第二部 第39話「流れの先」
第二部 第39話「流れの先」
リックたちは回収した素材をまとめ、そのままバルドの鍛冶屋へ向かった。扉を開けると、熱気と金属の匂いが一気に流れ出てくる。いつもと変わらない光景だったが、持ち込んだ素材の量だけが違っていた。

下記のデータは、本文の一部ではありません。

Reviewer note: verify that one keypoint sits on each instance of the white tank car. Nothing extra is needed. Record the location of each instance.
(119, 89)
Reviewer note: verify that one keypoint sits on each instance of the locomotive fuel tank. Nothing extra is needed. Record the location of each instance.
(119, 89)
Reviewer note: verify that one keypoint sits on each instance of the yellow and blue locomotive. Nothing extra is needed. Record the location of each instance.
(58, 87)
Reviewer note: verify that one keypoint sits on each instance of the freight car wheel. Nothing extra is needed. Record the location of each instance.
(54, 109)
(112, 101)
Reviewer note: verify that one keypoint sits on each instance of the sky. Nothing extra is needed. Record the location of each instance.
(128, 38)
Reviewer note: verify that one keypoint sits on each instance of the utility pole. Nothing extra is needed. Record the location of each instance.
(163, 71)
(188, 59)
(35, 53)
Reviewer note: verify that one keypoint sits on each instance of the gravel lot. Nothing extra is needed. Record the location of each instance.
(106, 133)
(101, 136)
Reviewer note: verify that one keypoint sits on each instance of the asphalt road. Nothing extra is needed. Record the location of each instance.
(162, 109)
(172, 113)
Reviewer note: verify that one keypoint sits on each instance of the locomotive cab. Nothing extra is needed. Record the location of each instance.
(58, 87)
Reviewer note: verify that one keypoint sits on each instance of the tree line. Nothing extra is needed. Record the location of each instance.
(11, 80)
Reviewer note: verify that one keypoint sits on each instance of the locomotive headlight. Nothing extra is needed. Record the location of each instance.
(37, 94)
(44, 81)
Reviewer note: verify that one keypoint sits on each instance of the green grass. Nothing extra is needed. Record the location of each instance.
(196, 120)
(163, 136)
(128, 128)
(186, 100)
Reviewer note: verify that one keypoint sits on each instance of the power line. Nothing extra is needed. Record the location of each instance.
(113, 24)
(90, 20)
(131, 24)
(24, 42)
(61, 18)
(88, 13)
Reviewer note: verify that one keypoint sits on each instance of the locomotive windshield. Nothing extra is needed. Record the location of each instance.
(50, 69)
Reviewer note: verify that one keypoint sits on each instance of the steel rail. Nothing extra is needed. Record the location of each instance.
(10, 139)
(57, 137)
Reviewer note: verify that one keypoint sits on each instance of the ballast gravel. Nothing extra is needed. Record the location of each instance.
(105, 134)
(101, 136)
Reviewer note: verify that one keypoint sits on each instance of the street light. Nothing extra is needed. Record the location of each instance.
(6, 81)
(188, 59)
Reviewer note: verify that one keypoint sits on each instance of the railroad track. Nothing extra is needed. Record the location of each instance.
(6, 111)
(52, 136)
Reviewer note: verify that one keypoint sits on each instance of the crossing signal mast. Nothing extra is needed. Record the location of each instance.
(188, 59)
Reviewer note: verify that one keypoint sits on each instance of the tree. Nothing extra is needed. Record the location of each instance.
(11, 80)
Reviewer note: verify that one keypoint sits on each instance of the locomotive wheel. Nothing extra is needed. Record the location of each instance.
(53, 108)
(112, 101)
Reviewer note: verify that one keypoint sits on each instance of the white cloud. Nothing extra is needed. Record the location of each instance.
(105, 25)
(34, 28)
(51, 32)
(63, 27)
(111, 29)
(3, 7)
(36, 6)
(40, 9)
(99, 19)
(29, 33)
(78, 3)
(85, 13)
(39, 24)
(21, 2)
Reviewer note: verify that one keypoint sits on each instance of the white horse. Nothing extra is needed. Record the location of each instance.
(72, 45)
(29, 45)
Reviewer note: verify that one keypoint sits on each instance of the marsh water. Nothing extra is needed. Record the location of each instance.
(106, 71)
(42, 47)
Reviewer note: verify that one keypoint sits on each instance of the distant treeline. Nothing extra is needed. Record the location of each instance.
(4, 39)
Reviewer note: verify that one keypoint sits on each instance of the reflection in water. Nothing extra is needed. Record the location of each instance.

炉の前に立っていたバルドは、足音に気づくと振り返る。
「来たか」
短く言う。リックは頷き、無駄な前置きもなく収納から素材を取り出して床に並べた。皮、鱗、骨、そして龍の皮。量も質も揃っている。
バルドの目つきが変わる。ゆっくりと近づき、しゃがみ込んで一つ一つ確認していく。指で押し、重さを測り、質感を確かめる。その動きに迷いはない。
「……揃ってやがるな」
低く呟く。評価はそれで十分だった。
リックは簡潔に告げる。
「必要分と予備だ。多めに置いていく」
「残りはどうする」
「回す。依頼もある」
バルドは顔を上げる。
「ギルドか」
「ああ」
短いやり取りだった。バルドは鼻で笑う。
「まぁ、あそこなら高く引き取るだろうな」
現実的な判断だ。リックは頷きつつ、内心では別の流れも考えている。すべてをギルドに流すつもりはない。一部はザクトに回す。表と裏、両方を使うことで流れを分散させる。
「仕上がりはどうする」
「任せる」
それで話は終わる。無駄がない。リックは立ち上がり、軽く手を上げる。
「また来る」
「ああ」
短い返答が返るだけだった。
リックたちはそのまま冒険者ギルドへ向かう。中はいつも通りの喧騒に包まれていたが、リックたちが入った瞬間、わずかに空気が変わる。視線が集まるが、気にせず受付へ進む。
受付に立っていたのはセレナだった。リックの姿を確認すると、表情がわずかに引き締まる。
「本日のご用件は」
事務的な口調だが、視線はすでに手元へ向いている。リックはそのまま討伐証明となる尻尾を出した。
数が多い。
セレナの手が一瞬止まるが、すぐに持ち直す。
「……確認いたします」
奥へ下がり、しばらくして戻ってくる頃には、明らかに対応が変わっていた。
素材もまとめて出す。量も質も申し分ない。買い取りは滞りなく進み、周囲の視線も強くなる。
その最中、奥から一人の男が姿を現した。
ドルガン。
リックを見ると、口元をわずかに緩める。
「相変わらずだな」
それだけだった。驚きでも賞賛でもない。ただの確認だ。
リックは何も返さない。必要がない。取引を終え、金を受け取ると、そのまま背を向けてギルドを後にした。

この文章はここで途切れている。